En outre, une instruction portée par Yérima Guébaké (un poste de notabilité de l’époque du djihad que le lamido de Garoua a réhabilité aux environs de Pitoa), exigerait aux chefs traditionnels de 3e degré de débourser chacun une somme de deux cent mille (200 000) francs CFA pour les lawans et cent cinquante mille (150 000) francs CFA pour les djaoros en vue du renouvellement de leurs turbans, et dont le délai de paiement est fixé au 30 septembre 2021. Cette instruction qui n’est autre chose qu’une scène d’escroquerie organisée ne saurait prospérer dans un pays républicain comme le Cameroun. Ce d’autant plus qu’aucun texte n’a prévu le port du turban pour un chef traditionnel encore moins son renouvellement pour le moment. (Cf. Art. 26 du Décret No 77/245 du 15 juillet 1977 portant organisation des chefferies traditionnelles au Cameroun). Ce dernier (Yérima Guébaké) en plus a pris l’habitude de brimer les lawans et djaoros à travers des appels téléphoniques en leur rappelant qu’il est leur hiérarchie locale. Si les chefs traditionnels de ces localités n’ont pas osé dénoncer ces abus, c’est juste par peur de représailles compte tenu des menaces qui leur ont été brandis par le lamido de Garoua et Yérima Guébaké. « Nous avons peur. Il est capitaine de l’armée et il peut bien nous tirer dessus », martèle un lawan sous cap, à l’idée de porter l’affaire auprès des autorités compétentes.

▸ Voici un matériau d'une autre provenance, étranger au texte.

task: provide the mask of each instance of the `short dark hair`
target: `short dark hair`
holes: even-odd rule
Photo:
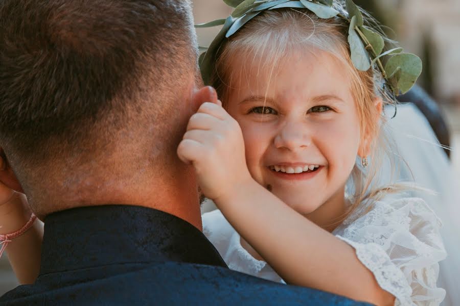
[[[187,0],[2,0],[0,146],[27,157],[83,141],[147,87],[168,109],[166,85],[196,67],[191,15]]]

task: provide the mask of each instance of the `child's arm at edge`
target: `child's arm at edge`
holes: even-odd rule
[[[395,297],[346,242],[302,216],[252,178],[214,199],[241,236],[288,284],[378,305]]]
[[[32,212],[26,196],[14,192],[4,185],[0,186],[0,194],[7,195],[6,201],[0,202],[0,234],[16,232],[30,219]],[[21,284],[32,284],[40,271],[43,225],[39,220],[19,237],[12,239],[6,247],[8,259]]]

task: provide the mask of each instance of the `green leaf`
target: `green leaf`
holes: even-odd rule
[[[402,93],[409,91],[422,73],[422,60],[410,53],[394,55],[386,62],[385,71],[388,75],[398,76],[398,89]],[[398,72],[400,70],[400,72]]]
[[[322,3],[325,5],[327,5],[329,7],[332,6],[332,2],[333,0],[318,0],[318,2]]]
[[[359,8],[355,4],[353,0],[346,0],[345,3],[350,20],[351,20],[353,16],[356,16],[356,25],[358,27],[362,27],[364,25],[364,19],[362,18],[362,14],[361,13],[361,11],[359,10]]]
[[[240,5],[243,0],[223,0],[224,3],[229,7],[236,8]]]
[[[217,26],[222,26],[224,23],[225,23],[225,19],[217,19],[217,20],[213,20],[212,21],[209,22],[206,22],[204,23],[198,23],[198,24],[195,24],[195,28],[210,28],[211,27],[216,27]]]
[[[338,11],[326,5],[314,3],[308,0],[300,0],[300,2],[304,6],[314,13],[319,18],[329,19],[337,16],[338,14]]]
[[[242,17],[240,17],[236,20],[235,20],[235,22],[234,22],[233,24],[232,25],[232,27],[228,30],[228,31],[227,32],[227,34],[225,34],[225,37],[228,38],[233,34],[234,34],[237,31],[240,30],[240,28],[243,27],[245,23],[247,22],[248,21],[259,15],[262,13],[261,11],[259,12],[251,12],[250,13],[248,13],[244,16]]]
[[[203,52],[200,55],[200,57],[198,59],[198,64],[201,66],[201,64],[203,63],[203,60],[204,59],[204,56],[206,55],[206,53]]]
[[[375,59],[374,59],[374,60],[372,61],[372,63],[371,63],[371,64],[372,65],[374,65],[374,64],[375,64],[376,62],[377,61],[377,60],[378,60],[380,58],[382,58],[382,57],[385,56],[385,55],[390,55],[391,54],[395,54],[396,53],[401,53],[403,51],[404,51],[404,49],[403,49],[402,48],[401,48],[401,47],[395,48],[394,49],[392,49],[391,50],[388,50],[388,51],[386,51],[386,52],[384,52],[383,53],[382,53],[379,56],[378,56],[376,58],[375,58]]]
[[[256,0],[244,0],[240,5],[237,6],[232,13],[233,18],[239,18],[248,12],[250,9],[254,7]]]
[[[286,3],[283,3],[273,7],[270,8],[270,10],[274,10],[275,9],[281,9],[283,8],[293,8],[295,9],[306,9],[303,4],[301,3],[300,1],[289,1]]]
[[[234,21],[235,18],[231,16],[229,16],[227,18],[223,27],[222,27],[219,34],[211,42],[208,51],[203,54],[204,55],[202,56],[203,57],[200,64],[200,70],[201,72],[201,76],[203,78],[204,85],[210,85],[211,76],[215,68],[216,54],[219,49],[222,40],[225,39],[225,34]]]
[[[378,33],[376,33],[373,31],[371,31],[363,27],[359,27],[359,30],[362,32],[371,45],[375,51],[376,56],[378,56],[383,50],[383,47],[385,46],[385,42],[382,36]]]
[[[356,16],[352,18],[348,31],[348,42],[351,53],[351,60],[355,67],[359,70],[365,71],[371,68],[371,59],[361,38],[355,30],[356,26]]]
[[[282,4],[285,2],[287,2],[289,0],[277,0],[277,1],[269,1],[265,3],[263,3],[259,5],[252,9],[253,12],[258,12],[259,11],[263,11],[264,10],[269,9],[274,6],[276,6],[279,4]]]

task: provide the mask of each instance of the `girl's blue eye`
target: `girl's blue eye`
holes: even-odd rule
[[[261,115],[276,115],[277,112],[271,107],[259,106],[251,109],[250,113],[260,114]]]
[[[330,111],[331,108],[328,106],[325,106],[324,105],[319,106],[314,106],[308,111],[309,113],[324,113],[325,112],[327,112],[328,111]]]

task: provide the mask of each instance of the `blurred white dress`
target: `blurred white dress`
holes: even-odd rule
[[[381,287],[396,297],[396,305],[439,305],[446,295],[443,288],[448,295],[443,304],[460,304],[458,289],[452,290],[460,284],[457,273],[460,231],[452,232],[458,228],[458,223],[449,216],[459,212],[460,202],[447,156],[433,144],[438,142],[432,130],[411,105],[399,107],[398,115],[388,125],[398,148],[394,153],[405,162],[400,160],[399,171],[394,172],[386,161],[388,164],[382,167],[381,182],[389,181],[393,175],[394,182],[415,181],[439,194],[413,192],[408,197],[389,195],[363,215],[368,208],[364,201],[333,234],[356,249],[357,257]],[[442,223],[447,225],[444,230]],[[255,259],[241,246],[239,235],[219,211],[203,214],[203,233],[231,269],[283,282],[266,263]],[[442,236],[448,241],[448,253],[453,254],[450,262],[442,261],[446,256]]]
[[[447,292],[442,304],[460,305],[460,181],[428,121],[416,107],[398,107],[396,117],[387,125],[387,133],[395,141],[394,154],[402,158],[400,171],[393,178],[414,182],[437,193],[413,191],[411,195],[423,198],[442,221],[441,233],[448,256],[440,264],[438,286]],[[386,171],[388,176],[389,172]]]

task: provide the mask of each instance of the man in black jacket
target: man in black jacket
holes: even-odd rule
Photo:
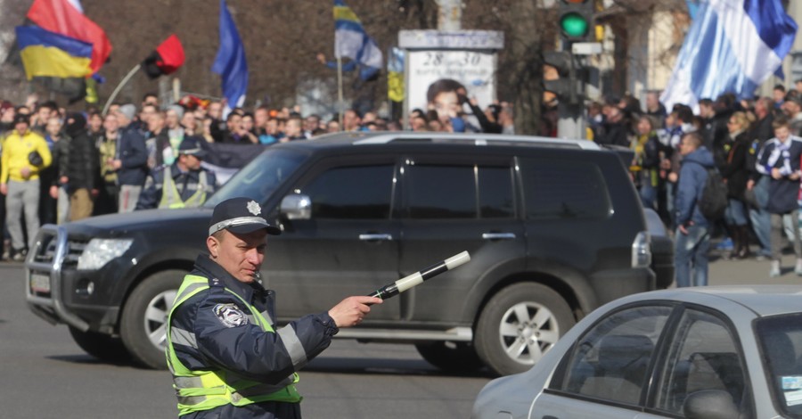
[[[93,199],[97,195],[100,157],[97,147],[86,131],[86,119],[80,113],[67,117],[67,134],[70,137],[67,168],[62,169],[62,183],[70,195],[70,221],[92,215]]]
[[[142,185],[148,176],[148,152],[144,136],[131,122],[136,108],[130,103],[119,107],[117,119],[119,122],[119,137],[117,152],[110,167],[117,170],[119,185],[118,209],[119,212],[131,212],[136,207]]]

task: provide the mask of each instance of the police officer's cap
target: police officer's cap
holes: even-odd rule
[[[209,223],[209,235],[220,230],[245,234],[264,228],[268,234],[278,235],[282,231],[265,218],[266,211],[250,198],[232,198],[215,207]]]
[[[197,136],[188,136],[178,145],[178,154],[188,154],[202,159],[206,156],[206,150],[200,146],[200,141]]]

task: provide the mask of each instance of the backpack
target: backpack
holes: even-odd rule
[[[716,220],[724,217],[729,204],[727,185],[716,168],[708,168],[708,180],[705,181],[701,198],[696,202],[699,210],[708,220]]]

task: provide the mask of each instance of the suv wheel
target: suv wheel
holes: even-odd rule
[[[166,270],[148,276],[123,308],[119,334],[134,358],[145,366],[167,368],[167,320],[185,275],[186,271]]]
[[[97,332],[81,332],[72,326],[70,327],[70,334],[82,349],[102,361],[118,364],[131,359],[131,355],[119,338]]]
[[[498,374],[521,373],[536,364],[574,323],[570,307],[554,290],[516,283],[487,301],[476,326],[476,350]]]
[[[484,366],[473,346],[465,342],[418,343],[415,349],[427,362],[448,373],[471,373]]]

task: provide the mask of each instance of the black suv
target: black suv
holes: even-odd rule
[[[411,342],[448,370],[525,370],[585,313],[673,280],[665,234],[651,267],[654,234],[618,152],[553,138],[358,133],[270,146],[204,208],[43,226],[25,264],[29,307],[97,357],[164,367],[176,291],[206,250],[212,208],[235,196],[272,209],[283,231],[262,271],[279,323],[468,251],[470,263],[337,335]]]

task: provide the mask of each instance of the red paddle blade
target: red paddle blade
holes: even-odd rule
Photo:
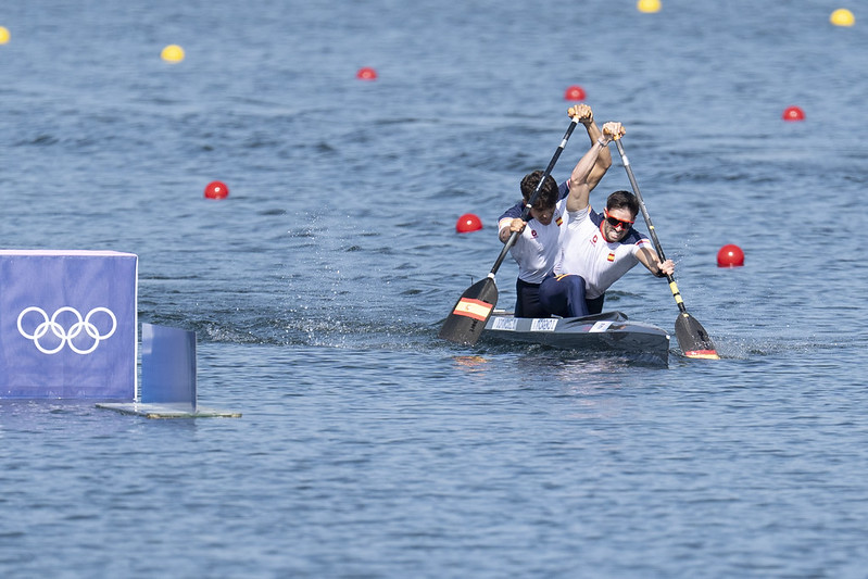
[[[440,329],[440,338],[464,345],[479,340],[498,304],[498,286],[487,277],[467,288]]]
[[[678,345],[687,357],[720,360],[708,332],[687,312],[681,313],[675,320],[675,335],[678,338]]]

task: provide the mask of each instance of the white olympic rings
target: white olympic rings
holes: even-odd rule
[[[22,327],[21,322],[22,319],[24,319],[24,316],[30,312],[38,312],[39,314],[42,315],[43,320],[39,323],[38,326],[36,326],[36,329],[34,330],[33,333],[27,333]],[[63,312],[72,312],[77,319],[77,322],[73,324],[68,330],[66,330],[60,323],[58,323],[58,316]],[[112,319],[112,329],[109,330],[109,332],[105,335],[101,335],[99,328],[97,328],[97,326],[90,323],[90,317],[93,314],[100,312],[109,314],[109,317]],[[93,310],[88,312],[88,314],[84,317],[84,319],[81,318],[81,314],[78,312],[78,310],[76,310],[75,307],[70,307],[68,305],[59,309],[56,312],[54,312],[54,314],[50,318],[48,317],[48,314],[46,313],[45,310],[42,310],[41,307],[37,307],[35,305],[24,309],[21,312],[21,314],[18,314],[18,331],[21,332],[22,336],[24,336],[28,340],[33,340],[34,345],[36,345],[37,350],[39,350],[43,354],[56,354],[58,352],[63,350],[63,347],[66,345],[67,343],[70,344],[70,350],[72,350],[76,354],[89,354],[97,349],[97,347],[100,344],[102,340],[108,340],[109,338],[111,338],[112,335],[114,333],[114,330],[116,329],[117,329],[117,318],[115,317],[114,313],[108,307],[95,307]],[[43,338],[48,333],[48,330],[51,330],[51,332],[56,338],[60,339],[60,345],[52,349],[48,349],[39,342],[39,339]],[[81,333],[81,330],[85,330],[85,332],[90,338],[93,339],[93,345],[91,345],[86,350],[83,350],[73,343],[73,339],[75,339],[79,333]]]

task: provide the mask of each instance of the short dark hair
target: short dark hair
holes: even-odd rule
[[[606,199],[606,209],[612,211],[613,209],[626,209],[628,210],[633,218],[639,215],[639,200],[636,199],[636,196],[630,191],[615,191],[608,199]]]
[[[531,196],[533,196],[533,191],[537,190],[537,186],[540,184],[542,172],[534,171],[533,173],[528,173],[525,175],[525,178],[521,179],[521,197],[526,204]],[[540,194],[537,197],[533,206],[538,209],[553,207],[557,204],[559,198],[561,191],[557,188],[557,181],[554,180],[554,177],[551,175],[546,175],[545,180],[542,181]]]

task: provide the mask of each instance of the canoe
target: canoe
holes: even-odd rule
[[[495,310],[482,338],[582,352],[608,352],[668,364],[669,335],[651,324],[631,322],[622,312],[583,317],[514,317]]]

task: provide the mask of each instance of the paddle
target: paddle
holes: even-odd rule
[[[657,239],[657,232],[654,230],[654,224],[651,223],[651,216],[647,214],[647,209],[645,209],[645,202],[642,200],[642,193],[639,192],[639,185],[636,182],[633,169],[630,167],[630,161],[627,159],[627,153],[624,152],[624,146],[618,138],[615,139],[615,144],[618,146],[618,153],[621,155],[624,168],[627,169],[627,177],[630,179],[630,186],[633,188],[633,193],[639,201],[639,207],[642,210],[642,217],[645,219],[649,234],[651,234],[651,239],[654,240],[654,248],[657,250],[657,255],[659,256],[661,262],[664,262],[666,261],[666,255],[663,253],[661,240]],[[696,322],[696,318],[691,316],[688,313],[687,307],[684,307],[684,301],[681,299],[681,293],[678,291],[678,286],[676,285],[675,279],[668,274],[666,275],[666,279],[669,280],[669,289],[672,291],[675,302],[678,304],[678,309],[681,311],[678,318],[675,320],[675,335],[678,337],[678,345],[681,347],[681,351],[688,357],[718,360],[720,356],[717,355],[717,350],[715,349],[712,339],[708,337],[708,332],[705,331],[705,328],[702,327],[702,324]]]
[[[543,181],[551,175],[555,163],[557,163],[557,158],[561,156],[564,147],[566,147],[569,140],[569,136],[573,135],[573,130],[578,124],[579,117],[574,116],[573,121],[569,123],[569,128],[567,128],[564,138],[561,140],[561,144],[557,146],[557,150],[554,152],[554,156],[552,156],[552,160],[549,162],[549,166],[545,167],[539,185],[537,185],[533,194],[530,196],[530,199],[528,199],[521,212],[523,222],[528,219],[530,207],[532,207],[533,203],[537,201]],[[500,269],[504,257],[506,257],[506,253],[510,251],[510,248],[515,244],[519,235],[518,231],[513,231],[510,239],[504,243],[501,254],[498,255],[498,261],[494,262],[494,266],[491,268],[488,276],[480,279],[462,293],[458,301],[455,302],[452,313],[449,314],[449,317],[446,317],[446,320],[443,323],[443,327],[440,328],[440,338],[464,345],[473,345],[479,340],[488,318],[491,317],[492,310],[494,310],[494,306],[498,304],[498,285],[494,282],[494,274]]]

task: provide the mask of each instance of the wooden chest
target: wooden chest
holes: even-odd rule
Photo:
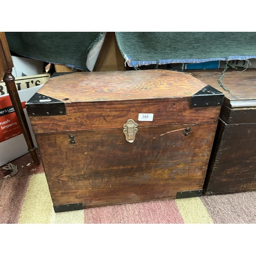
[[[201,196],[223,99],[175,71],[51,78],[27,108],[55,211]]]
[[[220,71],[191,72],[212,87]],[[218,130],[204,190],[206,195],[256,190],[256,71],[227,71]]]

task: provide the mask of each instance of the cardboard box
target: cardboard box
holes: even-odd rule
[[[50,77],[50,74],[46,73],[42,75],[17,77],[15,80],[16,87],[18,91],[44,84],[49,79]],[[7,93],[5,83],[3,81],[0,82],[0,95],[4,95]]]
[[[12,56],[14,77],[31,76],[44,74],[44,61],[23,57]]]
[[[36,147],[37,145],[27,113],[25,103],[42,86],[42,84],[18,92]],[[0,96],[0,166],[28,153],[28,146],[9,94]]]

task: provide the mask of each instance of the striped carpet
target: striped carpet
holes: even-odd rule
[[[18,174],[2,180],[1,224],[256,223],[256,191],[55,214],[41,164],[35,166],[29,159],[26,155]]]

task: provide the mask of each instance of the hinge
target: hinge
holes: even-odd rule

Du côté du nouveau monarque de Garoua, les subterfuges se tissent au jour le jour, allant des simples allégeances que les chefs autochtones devraient lui faire jusqu’au renouvellement du turban moyennant chacun une somme de 200 000 F CFA pour les lawans et 150 000 F CFA pour les djaoros. Le délais d’acquittement du montant est fixé au 30 septembre 2021, délais de rigueur, nous apprend une source digne. Passé ce délai, ils verront de quel bois il se chauffe. Car, selon lui, il est leur supérieur hiérarchique et ses ordres ne sont pas discutables. Approché sur cette question, un ancien commis de l’État réagit en ces termes : « ces agissements constituent des atteintes graves à l’égalité de tous les Camerounais comme prévu par la constitution et son préambule, et une violation des textes qui régissent l’organisation administrative et sociale de notre pays. Par ailleurs, le fait de vouloir institutionnaliser une pratique ou un mode vestimentaire propre à la culture peule comme accoutrement pouvant consacrer le statut de chef traditionnel relève d’un abus de pouvoir incontestable et inacceptable dans la mesure où ces populations, chacune en ce qui la concerne, ont une façon d’honorer leurs chefs. Ainsi, vouloir imposer un mode vestimentaire autre n’est qu’une atteinte à la liberté individuelle et culturelle de certains chefs traditionnels qui ne sont pas de confession musulmane et de l’ethnie peule. Tout au moins, cette initiative devrait émaner de l’autorité administrative et non d’une tierce personne n’ayant aucune compétence en la matière ».
En attendant que le gouverneur de la région du Nord, les Préfets et Sous-Préfets se penchent sur la résurgence des pratiques moyenâgeuses telles que les conquêtes et les razzias dans la région du Nord, les autochtones de cette partie du Cameroun ont encore leurs yeux pour pleurer face à la fureur gratuite et indécente d’un jeune chef traditionnel qui s’arroge le droit de tout usurper pour marquer sa légitimité et sa domination sur les populations les plus démunies.
Bindowo Alexis et Richard Atimniraye Nyelade, auteurs de “Lamidalisme, colonialisme, esclavage et génocide des Autochtones au nord Cameroun : aux confins de l’expérience cachée des “Fali”.